IMO every teacher in that building should know how to administer an epi-pen. What do they do when the one trained teacher is out sick? And someone (probably you, since you're a lead teacher) should call your HR department and cover all the liability bases just for peace of mind. The more people who know how to do it, the more likely it is someone -will- do it, because you can look at the other teachers and say "Now? Like this?" and at least get "ummm, yeah, i think so"
I work in HR for an educational nonprofit. This summer we have our first severely peanut/treenut allergic child. As soon as the health form came in, I gathered up our head of summer programs and our operations lead. In less than an half-hour we had:
1) A list liability questions from the realistic (What happens if we give the epi-pen and it isn't needed?) to the absurd (What happens if I smash the epi-pen into his artery and he starts to bleed out all over the floor?)
2) A plan for what we were telling various people involved
a) Everyone involved in the workshop will know how to administer an epi-pen, including the high-school interns helping out and where it is kept. We treated this -exactly- like we do firedrills/evacuation procedures "There's a kid who might need an epi-pen in your workshop - we're teaching you all to do it on date X at time Y.
b) workshop participants and non-involved interns will be told there's a severe peanut/treenut allergy, but not who it is, just that they can't bring nut-based snacks that week
c) non-involved staff will know there's a student with severe peanut/treenut allergies and will have the student discreetly pointed out to them. No nut-based snacks for staff, no opening the jar of PB you keep in your desk that week
d) every staff person knows the plan if there is a need to administer the epi-pen, and roles were assigned to keep the mass of interested bystanders under control and out of the way/make things run more smoothly - primary and backup
3) A list of questions for the parents to clarify if we needed to be more paranoid about our classroom prep (potential nut oils on the keyboard keys, mostly)

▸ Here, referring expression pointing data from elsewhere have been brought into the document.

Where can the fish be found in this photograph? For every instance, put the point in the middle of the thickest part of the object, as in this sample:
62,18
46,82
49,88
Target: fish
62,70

10 minutes on the phone with our liability carrier clarified that as long as we were employing the people involved in administering an epi-pen; -any- act they took and the potential negative affects thereof were covered. If we dropped him on his head while hauling him into the elevator and he developed swelling in his brain and died (we're a through lot!) then it was covered. And they were happy to fax me that clarification in writing.
The whole thing, including notifications/training people to use the epi-pen took less than an hour and was kind of a non-event.